Правый уголок рта Романа болезненно дрогнул, он уже пожалел о том, что явился на эту встречу. Ужасно было влипнуть в скверную историю всеми конечностями, и теперь он понимал, что не может из нее выбраться без того, чтобы не ободраться до крови.
Рома отрицательно покачал головой:
— Я не согласен.
Глаза жигана нехорошо блеснули:
— А жить хорошо хочешь? А баб красивых иметь хочешь?! Ты должен пройти через это. Просто так серьезные вещи не делаются. Мы тебя за человека посчитали, расклад свой дали, а ты гусей гонишь?!
В этом был весь Кирьян. Он не признавал полутонов — для него существовало только белое и черное. Какую-то минуту назад он являлся воплощением обаяния, казалось, что невозможно найти лучшего собеседника, а сейчас наэлектризованный воздух готов был разразиться громовыми раскатами.
Смотреть в глаза жигану было трудно, и Роман невольно отвел взгляд.
— Кхм… Это что же, сидеть здесь, пока он не выйдет, что ли?
Кирьян невольно улыбнулся:
— Анализируешь? Это хорошо. Только сидеть мы здесь не будем. Обождем его на улице. И знаешь, он поднимется сразу, как только мы выйдем.
— Откуда такая уверенность?
Подошел хозяин трактира и любезно спросил:
— Может, еще что-нибудь желаете?
— Спасибо, милейший, мы отчаливаем, — сказал Кирьян, положив на стол сотенную. — Сдачи не надо.
Поклонившись, хозяин ушел.
Халдеи — народ понимающий, знают, когда в них отпадает надобность.
— Перстенечек на пальце у этого хмыря видишь?
— И что?
— А то, что именно такой перстень в прошлом году я у одного фраера взял. Мадам Трегубовой за десять золотых отдал. А потом чекисты ее подмели вместе со всеми камушками. Так что этот перстенек должен был на Лубянке осесть. Тебе не кажется странным, что он оказался у этого фраера?
— Вот оно что.
— То-то и оно.

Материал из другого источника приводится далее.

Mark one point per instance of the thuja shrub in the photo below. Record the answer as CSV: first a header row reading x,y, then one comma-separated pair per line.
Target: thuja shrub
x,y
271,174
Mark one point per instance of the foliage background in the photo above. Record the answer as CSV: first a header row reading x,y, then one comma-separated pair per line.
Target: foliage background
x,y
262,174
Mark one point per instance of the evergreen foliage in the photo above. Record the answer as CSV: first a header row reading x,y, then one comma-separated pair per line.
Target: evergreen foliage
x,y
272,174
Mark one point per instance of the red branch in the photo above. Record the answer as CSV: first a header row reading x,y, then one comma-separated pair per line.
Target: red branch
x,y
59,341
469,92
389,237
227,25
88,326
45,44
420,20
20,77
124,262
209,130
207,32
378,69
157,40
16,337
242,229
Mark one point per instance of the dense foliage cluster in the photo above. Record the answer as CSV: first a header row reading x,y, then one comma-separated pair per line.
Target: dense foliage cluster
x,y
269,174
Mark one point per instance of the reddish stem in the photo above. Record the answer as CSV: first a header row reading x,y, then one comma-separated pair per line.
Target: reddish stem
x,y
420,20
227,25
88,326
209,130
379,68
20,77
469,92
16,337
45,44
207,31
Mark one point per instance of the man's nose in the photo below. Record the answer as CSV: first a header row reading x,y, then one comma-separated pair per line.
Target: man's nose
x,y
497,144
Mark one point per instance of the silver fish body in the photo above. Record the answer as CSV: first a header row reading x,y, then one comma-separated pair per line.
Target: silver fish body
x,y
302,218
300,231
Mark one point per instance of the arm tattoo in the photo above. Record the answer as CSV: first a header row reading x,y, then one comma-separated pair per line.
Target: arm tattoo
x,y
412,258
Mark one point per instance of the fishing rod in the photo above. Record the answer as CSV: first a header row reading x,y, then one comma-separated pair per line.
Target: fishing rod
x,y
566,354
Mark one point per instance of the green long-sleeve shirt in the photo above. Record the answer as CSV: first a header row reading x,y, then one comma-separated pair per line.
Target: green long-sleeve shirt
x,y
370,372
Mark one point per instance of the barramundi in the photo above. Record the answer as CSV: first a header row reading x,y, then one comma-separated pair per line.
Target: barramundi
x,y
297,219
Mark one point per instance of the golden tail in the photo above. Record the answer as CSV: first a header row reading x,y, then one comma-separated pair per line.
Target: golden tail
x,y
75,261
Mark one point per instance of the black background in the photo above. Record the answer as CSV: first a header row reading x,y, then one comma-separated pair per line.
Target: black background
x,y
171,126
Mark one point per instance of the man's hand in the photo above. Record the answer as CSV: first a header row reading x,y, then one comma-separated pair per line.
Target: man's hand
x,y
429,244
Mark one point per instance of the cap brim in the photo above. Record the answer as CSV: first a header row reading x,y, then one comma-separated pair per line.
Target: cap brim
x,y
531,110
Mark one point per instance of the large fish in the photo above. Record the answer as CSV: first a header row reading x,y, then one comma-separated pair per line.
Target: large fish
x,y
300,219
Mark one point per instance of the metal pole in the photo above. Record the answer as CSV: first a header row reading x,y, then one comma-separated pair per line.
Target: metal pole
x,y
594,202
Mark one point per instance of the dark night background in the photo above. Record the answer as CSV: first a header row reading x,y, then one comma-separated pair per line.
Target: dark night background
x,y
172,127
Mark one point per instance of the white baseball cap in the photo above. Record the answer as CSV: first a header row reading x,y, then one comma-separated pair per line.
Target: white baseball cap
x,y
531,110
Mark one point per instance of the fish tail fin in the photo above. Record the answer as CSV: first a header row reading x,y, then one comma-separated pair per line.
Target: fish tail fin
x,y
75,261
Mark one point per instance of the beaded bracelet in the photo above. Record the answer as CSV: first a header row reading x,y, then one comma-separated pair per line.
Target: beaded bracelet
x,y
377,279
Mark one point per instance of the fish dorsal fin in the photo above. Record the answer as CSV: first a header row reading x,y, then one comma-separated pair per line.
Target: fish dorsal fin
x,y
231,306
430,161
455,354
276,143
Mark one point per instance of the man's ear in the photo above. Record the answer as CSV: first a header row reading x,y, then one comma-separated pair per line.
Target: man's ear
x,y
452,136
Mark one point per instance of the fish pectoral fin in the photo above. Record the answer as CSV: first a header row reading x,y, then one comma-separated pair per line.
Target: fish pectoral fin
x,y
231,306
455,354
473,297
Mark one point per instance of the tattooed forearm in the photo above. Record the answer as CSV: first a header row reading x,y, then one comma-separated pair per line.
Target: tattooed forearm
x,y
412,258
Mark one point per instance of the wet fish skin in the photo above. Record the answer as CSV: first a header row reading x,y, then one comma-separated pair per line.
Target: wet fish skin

Чекист он! Под жигана работает. Обложили меня со всех сторон, суки. Выследили! Дышать не дают, — скрипнул зубами Кирьян. — Вот что я тебе скажу, паря, если мы его не уберем, то у тебя не будет ни тех денег, о которых ты мечтаешь, ни свободы. Он тебя уже срисовал. Неужели ты не знал, что к Кирьяну опасно приближаться. Так что же ты выбираешь, веселую жиганскую жизнь или пулю где-нибудь в чекистском подвале?
Роман проглотил спазм, перехвативший горло.